Yiorgis Sakellariou. Navigating in the Multiverse: Possibilities and Limitations of Creative Practices in Online Environments

This paper will explore the connection between artistic practices and digital networks. Currently, and especially since the breakout of the Covid-19 pandemic, there has been an increase in online concerts, talks and even artist residencies. Moreover, museums and galleries offer virtual tours of their exhibitions. This growing amount of online content is viewed as a promise of widening access to cultural, educational and creative opportunities and a suggestion to escape from the limitations and boundaries of time and physical distance.

Nonetheless, practitioners, curators and art aficionados are urgently compelled to critically analyze, doubt and challenge this promise of limitless possibilities that the online world is offering. In this era of digital information, what expectations does a virtual artwork raise? What is its functionality and social value? How do the disembodiment and technological displacement of human beings shape and affect their cultural and communal bonding? Can an artist’s work exist outside the World Wide Web?

To find some answers, Yiorgis Sakellariou will reflect on his own artistic experiences of creating works that are designed to be experienced via online platforms and using digital interactive tools. A primary analytical tool will be the phenomenological concept of the lived body as well as socio- anthropological arguments about time and materiality. He does not seek to create a fixed and dogmatic theory but to negotiate how, and if, artistic practice can have a pivotal role in the virtual world.
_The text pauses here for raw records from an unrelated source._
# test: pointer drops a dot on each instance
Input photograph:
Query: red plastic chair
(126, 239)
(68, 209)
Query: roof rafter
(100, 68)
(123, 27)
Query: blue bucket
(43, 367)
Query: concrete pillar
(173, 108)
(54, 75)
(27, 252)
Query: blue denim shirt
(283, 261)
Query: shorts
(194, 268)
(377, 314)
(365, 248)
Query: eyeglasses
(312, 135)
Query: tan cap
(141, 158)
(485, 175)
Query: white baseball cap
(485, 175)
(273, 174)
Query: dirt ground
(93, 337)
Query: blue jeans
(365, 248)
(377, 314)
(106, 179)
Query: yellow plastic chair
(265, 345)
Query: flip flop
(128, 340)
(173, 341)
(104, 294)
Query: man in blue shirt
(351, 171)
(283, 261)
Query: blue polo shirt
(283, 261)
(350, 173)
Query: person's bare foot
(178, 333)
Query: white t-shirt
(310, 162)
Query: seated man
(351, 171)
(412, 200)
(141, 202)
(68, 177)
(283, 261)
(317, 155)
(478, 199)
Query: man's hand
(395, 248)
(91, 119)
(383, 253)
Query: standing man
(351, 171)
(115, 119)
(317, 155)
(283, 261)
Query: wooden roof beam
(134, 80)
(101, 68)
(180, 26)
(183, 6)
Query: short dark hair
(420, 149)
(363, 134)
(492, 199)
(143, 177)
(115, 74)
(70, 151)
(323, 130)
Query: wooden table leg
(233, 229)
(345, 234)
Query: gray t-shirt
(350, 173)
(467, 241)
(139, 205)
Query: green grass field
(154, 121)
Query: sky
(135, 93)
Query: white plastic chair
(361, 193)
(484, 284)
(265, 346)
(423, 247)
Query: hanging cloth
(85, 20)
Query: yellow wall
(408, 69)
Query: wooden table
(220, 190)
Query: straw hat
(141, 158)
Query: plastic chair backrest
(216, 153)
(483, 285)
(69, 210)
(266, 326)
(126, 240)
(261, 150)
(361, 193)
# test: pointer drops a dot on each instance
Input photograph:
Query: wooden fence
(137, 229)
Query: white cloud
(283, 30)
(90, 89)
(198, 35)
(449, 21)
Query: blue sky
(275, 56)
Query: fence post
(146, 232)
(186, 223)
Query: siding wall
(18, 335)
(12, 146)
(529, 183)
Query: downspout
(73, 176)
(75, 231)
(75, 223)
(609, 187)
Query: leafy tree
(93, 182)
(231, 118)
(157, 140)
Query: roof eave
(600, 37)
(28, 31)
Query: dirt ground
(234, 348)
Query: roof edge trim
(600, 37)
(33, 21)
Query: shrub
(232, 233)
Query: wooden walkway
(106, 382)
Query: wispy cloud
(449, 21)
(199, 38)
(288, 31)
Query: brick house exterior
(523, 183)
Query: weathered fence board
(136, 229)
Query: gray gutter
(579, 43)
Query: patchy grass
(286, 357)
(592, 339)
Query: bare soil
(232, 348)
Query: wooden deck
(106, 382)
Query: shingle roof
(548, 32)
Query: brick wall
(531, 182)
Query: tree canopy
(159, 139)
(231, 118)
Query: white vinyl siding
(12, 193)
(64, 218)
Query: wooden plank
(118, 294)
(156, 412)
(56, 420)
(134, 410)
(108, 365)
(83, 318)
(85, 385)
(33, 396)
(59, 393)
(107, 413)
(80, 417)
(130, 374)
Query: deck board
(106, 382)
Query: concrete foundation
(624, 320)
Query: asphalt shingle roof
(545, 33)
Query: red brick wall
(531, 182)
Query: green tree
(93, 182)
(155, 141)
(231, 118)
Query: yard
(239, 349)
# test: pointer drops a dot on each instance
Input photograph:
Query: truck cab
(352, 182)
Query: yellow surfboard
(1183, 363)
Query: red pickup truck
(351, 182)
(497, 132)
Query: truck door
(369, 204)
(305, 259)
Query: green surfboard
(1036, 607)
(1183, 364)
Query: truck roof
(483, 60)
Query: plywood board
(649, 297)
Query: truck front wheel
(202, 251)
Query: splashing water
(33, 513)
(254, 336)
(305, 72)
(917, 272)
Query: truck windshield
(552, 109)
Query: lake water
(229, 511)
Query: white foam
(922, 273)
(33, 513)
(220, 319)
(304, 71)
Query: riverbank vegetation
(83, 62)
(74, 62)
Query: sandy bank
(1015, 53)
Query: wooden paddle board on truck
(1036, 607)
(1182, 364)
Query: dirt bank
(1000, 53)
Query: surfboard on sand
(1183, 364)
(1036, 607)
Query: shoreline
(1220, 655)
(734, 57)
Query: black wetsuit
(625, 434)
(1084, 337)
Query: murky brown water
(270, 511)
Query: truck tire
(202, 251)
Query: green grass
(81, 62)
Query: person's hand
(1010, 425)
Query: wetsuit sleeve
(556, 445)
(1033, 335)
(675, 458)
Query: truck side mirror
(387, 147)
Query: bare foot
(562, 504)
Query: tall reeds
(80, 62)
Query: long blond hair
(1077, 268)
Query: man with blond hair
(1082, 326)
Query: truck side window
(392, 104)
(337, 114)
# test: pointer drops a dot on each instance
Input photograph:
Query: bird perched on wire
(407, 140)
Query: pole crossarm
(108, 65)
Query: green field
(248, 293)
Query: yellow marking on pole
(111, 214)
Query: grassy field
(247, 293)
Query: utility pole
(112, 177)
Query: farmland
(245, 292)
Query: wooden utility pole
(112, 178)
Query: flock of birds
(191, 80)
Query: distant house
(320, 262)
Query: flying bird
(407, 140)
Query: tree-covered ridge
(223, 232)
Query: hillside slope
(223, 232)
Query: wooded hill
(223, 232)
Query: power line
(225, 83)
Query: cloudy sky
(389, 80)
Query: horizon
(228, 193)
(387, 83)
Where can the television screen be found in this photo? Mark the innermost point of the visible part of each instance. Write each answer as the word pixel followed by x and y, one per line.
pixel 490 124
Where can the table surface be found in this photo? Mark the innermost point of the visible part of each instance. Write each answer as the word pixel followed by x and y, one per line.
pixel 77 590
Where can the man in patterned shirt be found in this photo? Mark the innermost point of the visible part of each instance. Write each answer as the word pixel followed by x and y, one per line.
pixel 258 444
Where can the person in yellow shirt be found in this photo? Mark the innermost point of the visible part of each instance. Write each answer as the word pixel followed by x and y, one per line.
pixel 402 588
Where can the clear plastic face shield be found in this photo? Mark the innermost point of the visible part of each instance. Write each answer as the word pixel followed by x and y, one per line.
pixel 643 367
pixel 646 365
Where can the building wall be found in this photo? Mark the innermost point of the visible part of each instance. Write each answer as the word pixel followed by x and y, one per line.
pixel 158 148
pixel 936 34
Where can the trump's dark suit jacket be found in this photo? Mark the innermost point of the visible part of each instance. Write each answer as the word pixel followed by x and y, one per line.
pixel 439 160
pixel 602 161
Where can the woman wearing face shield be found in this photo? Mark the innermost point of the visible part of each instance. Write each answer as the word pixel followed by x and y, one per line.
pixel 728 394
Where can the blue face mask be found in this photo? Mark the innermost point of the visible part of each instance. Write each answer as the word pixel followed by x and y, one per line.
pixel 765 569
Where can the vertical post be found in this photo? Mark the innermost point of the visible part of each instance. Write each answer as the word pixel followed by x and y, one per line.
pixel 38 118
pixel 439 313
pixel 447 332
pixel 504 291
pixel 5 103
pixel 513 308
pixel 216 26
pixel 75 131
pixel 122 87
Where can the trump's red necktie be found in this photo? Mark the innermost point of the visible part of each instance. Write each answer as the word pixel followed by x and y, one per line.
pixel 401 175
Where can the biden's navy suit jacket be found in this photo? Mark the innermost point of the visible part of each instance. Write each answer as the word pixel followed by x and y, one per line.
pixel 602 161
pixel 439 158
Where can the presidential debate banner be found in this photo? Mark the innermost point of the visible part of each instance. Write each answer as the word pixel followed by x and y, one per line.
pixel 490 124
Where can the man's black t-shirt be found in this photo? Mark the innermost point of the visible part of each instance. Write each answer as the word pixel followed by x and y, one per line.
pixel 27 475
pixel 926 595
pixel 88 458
Yiorgis Sakellariou is an electroacoustic music composer, recordist and researcher. He completed his PhD at Coventry University in 2018. His research drew inspiration from ethnomusicological and anthropological contexts and explored the sonic symbolism and socio-aesthetic settings in ecstatic religious rituals in relation to field recording, electroacoustic composition and acousmatic performance. His practice focuses on the communal experience of listening and the communication between composer, audiences, performance spaces and the rest of the physical and supernatural world.